Sexta-feira, 31 de janeiro de 2025
Por Redação O Sul | 3 de outubro de 2022
Causador da pandemia que matou cerca de 18 milhões de pessoas em dois anos, o Sars-CoV-2 ajudou a propagar ao mundo a ameaça de outro microrganismo, o fungo. Enquanto a medicina se debruçava sobre a ação do vírus, fungos despontaram em infecções secundárias, ao lado de bactérias, contribuindo para levar à morte milhares de pacientes internados em UTIs. As ocorrências acenderam um alerta na comunidade médica, que relata falta de testes e de rapidez no diagnóstico de doenças fúngicas endêmicas no Brasil.
Em 2020, um hospital de Salvador registrou surto causado por um fungo recém observado em humanos, o Candida auris. Multirresistente a medicamentos, ele é considerado grave ameaça à saúde global e foi identificado pela primeira vez em 2009, no Japão. Contido na Bahia, o surto acomete agora dois hospitais em Pernambuco.
“Os fungos são um problema emergente no mundo”, resume o infectologista Arnaldo Colombo, professor da Universidade Federal de São Paulo (Unifesp), que participou do trabalho para conter o surto na Bahia.
A população conhece bem a ação dos fungos em doenças superficiais, como micoses na pele e nas unhas. O que preocupa os cientistas agora são as micoses capazes de danificar as vísceras, o que ocorre em ambiente hospitalar e atinge principalmente pacientes com imunidade comprometida, internados por longo tempo, e com procedimentos invasivos, como uso de cateter venoso central ou cirurgias.
“Hoje temos painéis para identificação de vírus, com testes de antígenos em cinco minutos. Não temos nada parecido para diagnóstico de infecção fúngica. Com a Covid, muitos foram a óbito sem saber a causa”, diz Jaques Sztajnbok, supervisor da UTI do Hospital Emílio Ribas, em São Paulo.
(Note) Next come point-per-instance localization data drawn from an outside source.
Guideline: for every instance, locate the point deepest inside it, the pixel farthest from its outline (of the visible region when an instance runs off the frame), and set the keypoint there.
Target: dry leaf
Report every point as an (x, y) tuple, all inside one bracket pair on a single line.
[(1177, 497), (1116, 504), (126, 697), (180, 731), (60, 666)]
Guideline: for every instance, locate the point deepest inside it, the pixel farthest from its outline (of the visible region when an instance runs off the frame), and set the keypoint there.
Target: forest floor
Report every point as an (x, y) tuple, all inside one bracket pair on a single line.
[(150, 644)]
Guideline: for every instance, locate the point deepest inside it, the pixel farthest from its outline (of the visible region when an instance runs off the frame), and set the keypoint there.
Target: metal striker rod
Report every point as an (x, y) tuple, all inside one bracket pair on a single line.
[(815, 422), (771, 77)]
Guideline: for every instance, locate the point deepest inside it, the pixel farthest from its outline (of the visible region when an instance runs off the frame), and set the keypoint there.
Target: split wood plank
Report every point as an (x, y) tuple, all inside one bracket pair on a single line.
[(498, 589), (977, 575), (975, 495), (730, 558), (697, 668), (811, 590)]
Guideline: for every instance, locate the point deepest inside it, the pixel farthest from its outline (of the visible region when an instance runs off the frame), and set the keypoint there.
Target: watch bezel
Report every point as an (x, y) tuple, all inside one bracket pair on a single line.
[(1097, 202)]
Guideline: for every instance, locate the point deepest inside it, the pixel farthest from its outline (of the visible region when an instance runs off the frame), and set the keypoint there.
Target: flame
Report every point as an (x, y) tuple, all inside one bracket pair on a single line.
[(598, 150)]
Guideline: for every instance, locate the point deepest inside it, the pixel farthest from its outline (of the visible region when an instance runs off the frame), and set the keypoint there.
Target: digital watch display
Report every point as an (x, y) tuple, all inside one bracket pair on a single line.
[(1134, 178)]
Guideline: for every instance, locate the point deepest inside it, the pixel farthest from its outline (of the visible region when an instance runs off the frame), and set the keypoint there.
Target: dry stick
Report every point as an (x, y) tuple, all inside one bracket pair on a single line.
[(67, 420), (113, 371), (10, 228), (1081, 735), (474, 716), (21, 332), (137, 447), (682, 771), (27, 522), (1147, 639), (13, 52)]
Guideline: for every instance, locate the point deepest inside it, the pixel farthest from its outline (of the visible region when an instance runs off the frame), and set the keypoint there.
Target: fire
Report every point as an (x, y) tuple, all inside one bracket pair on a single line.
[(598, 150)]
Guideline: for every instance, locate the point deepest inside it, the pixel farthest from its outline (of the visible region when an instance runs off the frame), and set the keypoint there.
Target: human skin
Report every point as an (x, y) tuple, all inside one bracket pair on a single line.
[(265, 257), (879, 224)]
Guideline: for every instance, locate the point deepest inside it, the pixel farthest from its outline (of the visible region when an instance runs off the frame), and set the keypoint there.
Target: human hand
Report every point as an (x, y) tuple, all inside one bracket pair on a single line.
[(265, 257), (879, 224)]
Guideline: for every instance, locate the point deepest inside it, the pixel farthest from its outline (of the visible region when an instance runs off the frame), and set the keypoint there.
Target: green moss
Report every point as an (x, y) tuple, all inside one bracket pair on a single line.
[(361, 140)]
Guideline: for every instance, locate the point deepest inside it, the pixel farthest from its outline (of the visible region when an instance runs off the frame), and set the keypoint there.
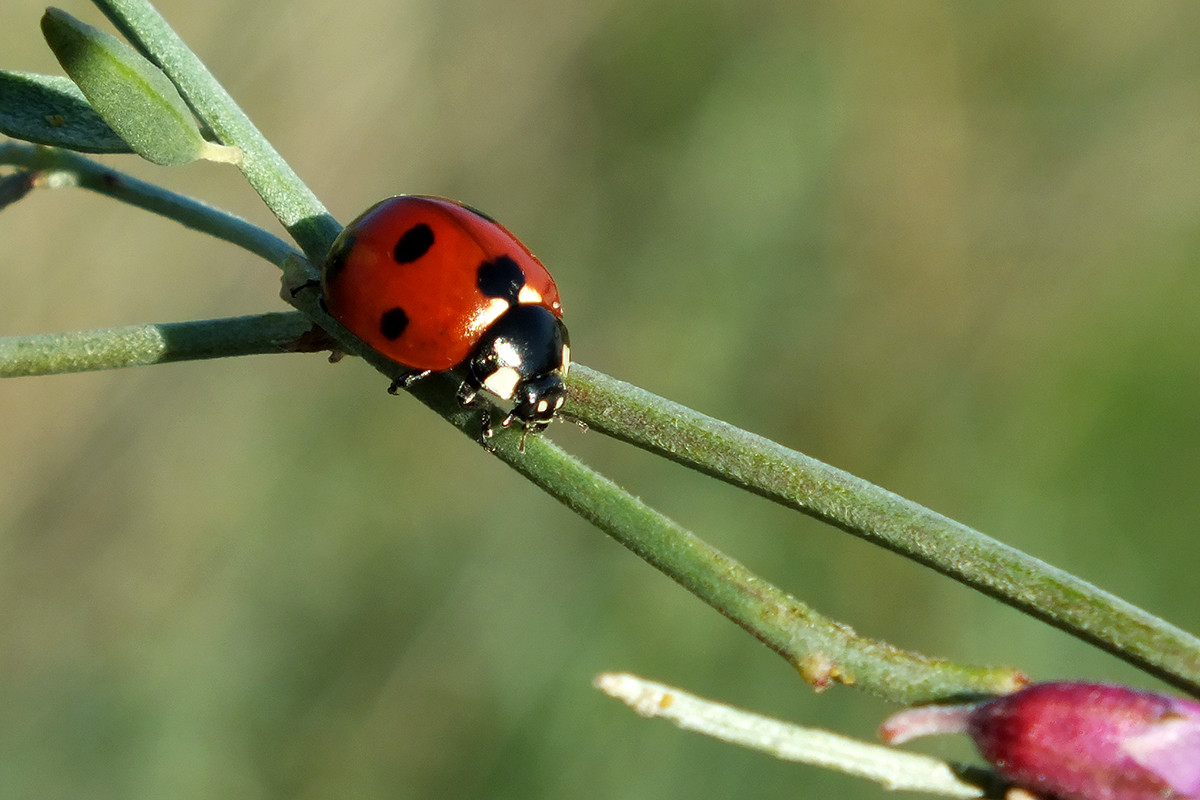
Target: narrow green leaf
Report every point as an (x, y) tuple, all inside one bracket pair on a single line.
[(51, 109), (133, 96)]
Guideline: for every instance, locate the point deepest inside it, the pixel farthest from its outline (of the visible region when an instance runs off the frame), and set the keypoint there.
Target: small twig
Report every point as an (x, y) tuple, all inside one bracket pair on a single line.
[(893, 769)]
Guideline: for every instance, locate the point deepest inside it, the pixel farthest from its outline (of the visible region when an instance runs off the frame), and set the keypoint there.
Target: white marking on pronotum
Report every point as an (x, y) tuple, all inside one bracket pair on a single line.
[(507, 354), (503, 382)]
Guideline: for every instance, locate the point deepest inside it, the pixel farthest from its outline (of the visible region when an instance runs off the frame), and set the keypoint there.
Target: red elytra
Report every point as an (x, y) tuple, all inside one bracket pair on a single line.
[(435, 284), (445, 248)]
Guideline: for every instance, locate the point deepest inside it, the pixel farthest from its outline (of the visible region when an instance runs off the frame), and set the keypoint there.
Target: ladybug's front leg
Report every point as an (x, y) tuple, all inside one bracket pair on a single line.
[(407, 380)]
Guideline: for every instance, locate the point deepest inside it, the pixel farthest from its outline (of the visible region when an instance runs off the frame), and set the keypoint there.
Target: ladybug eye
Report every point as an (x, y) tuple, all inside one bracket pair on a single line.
[(501, 277), (415, 242)]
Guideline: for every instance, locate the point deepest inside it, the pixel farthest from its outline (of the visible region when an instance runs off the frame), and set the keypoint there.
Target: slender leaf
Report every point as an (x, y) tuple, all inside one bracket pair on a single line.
[(133, 96), (51, 109)]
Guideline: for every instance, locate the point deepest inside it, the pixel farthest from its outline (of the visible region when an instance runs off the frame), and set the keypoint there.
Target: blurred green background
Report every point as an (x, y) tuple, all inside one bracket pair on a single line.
[(949, 247)]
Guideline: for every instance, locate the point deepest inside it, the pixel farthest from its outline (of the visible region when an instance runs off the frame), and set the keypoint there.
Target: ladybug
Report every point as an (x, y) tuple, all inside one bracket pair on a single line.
[(437, 286)]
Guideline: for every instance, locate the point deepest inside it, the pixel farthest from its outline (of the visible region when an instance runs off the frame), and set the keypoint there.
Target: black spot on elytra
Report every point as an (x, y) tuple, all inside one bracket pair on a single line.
[(413, 244), (393, 323), (501, 277)]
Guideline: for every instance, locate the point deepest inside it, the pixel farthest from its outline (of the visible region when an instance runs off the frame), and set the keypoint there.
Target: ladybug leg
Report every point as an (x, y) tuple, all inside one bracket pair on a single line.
[(467, 394), (307, 284), (485, 429), (407, 380)]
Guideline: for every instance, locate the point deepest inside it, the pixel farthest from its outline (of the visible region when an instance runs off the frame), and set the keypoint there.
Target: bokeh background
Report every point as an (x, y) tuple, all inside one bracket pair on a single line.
[(949, 247)]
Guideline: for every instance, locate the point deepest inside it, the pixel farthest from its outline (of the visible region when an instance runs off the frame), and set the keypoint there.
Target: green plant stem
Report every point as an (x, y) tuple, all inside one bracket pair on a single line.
[(822, 650), (876, 515), (297, 208), (155, 343), (61, 168)]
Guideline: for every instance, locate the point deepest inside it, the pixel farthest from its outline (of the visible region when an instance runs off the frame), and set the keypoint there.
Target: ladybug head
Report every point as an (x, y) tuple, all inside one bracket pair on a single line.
[(537, 401), (522, 358)]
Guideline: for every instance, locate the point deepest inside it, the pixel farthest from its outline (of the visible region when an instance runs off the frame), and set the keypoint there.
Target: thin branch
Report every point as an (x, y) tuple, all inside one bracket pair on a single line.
[(876, 515), (288, 198), (144, 344), (893, 769), (60, 168), (822, 650)]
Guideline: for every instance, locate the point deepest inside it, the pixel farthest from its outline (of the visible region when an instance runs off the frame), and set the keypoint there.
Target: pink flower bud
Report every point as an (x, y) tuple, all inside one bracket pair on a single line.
[(1077, 741)]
O Candida auris é da mesma família do Candida albicans, um dos principais responsáveis pela candidíase, que afeta pele e órgãos genitais. O problema ocorre quando qualquer um deles chega à corrente sanguínea.
Segundo o infectologista Arnaldo Colombo, a candidemia (infecção da corrente sanguínea causada por leveduras do gênero Cândida) é um grave problema de saúde no Brasil. A cada dez pessoas internadas em UTI e infectadas pela levedura, seis a sete morrem. Na Europa e nos Estados Unidos, os óbitos ficam entre três e quatro.
Professor da Faculdade de Ciências Farmacêuticas da Universidade de São Paulo em Ribeirão Preto, Gustavo Goldman é um dos coordenadores de um estudo que mostrou que as infecções fúngicas potencializaram a ação do Sars-CoV-2. Entre os pacientes internados com Covid-19 e simultaneamente infectados pelo fungo Aspergillus fumigatus a mortalidade chegou a 80%.
Para Goldman, as doenças fúngicas são negligenciadas. Segundo ele, enquanto há várias opções de medicamentos para combater bactérias, apenas quatro classes de drogas são voltadas ao tratamento de doenças fúngicas. Para piorar, algumas delas são usadas em agrotóxicos nas lavouras, cujo uso tem sido liberado indiscriminadamente.
Na avaliação de Goldman, o uso indiscriminado nas plantas contribui para aumentar a resistência às drogas de tratamento humano.
Há milhões de espécies de fungos no mundo, mas cerca de 300 mil são conhecidas. Presentes no solo, são responsáveis pela decomposição de materiais orgânicos e ajudam as plantas a absorver nutrientes. Contribuem ainda para 30% da perda de alimentos, do campo ao armazenamento. O ser humano inala diariamente milhares de esporos de fungos, mas o sistema imune elimina. Com imunidade baixa, o risco cresce.
O aquecimento global, diz Goldman, é outra ameaça, uma vez que fungos se desenvolvem bem entre 20ºC e 30ºC, abaixo da temperatura dos mamíferos. Com a adaptação ao calor, a contaminação de seres humanos pode aumentar.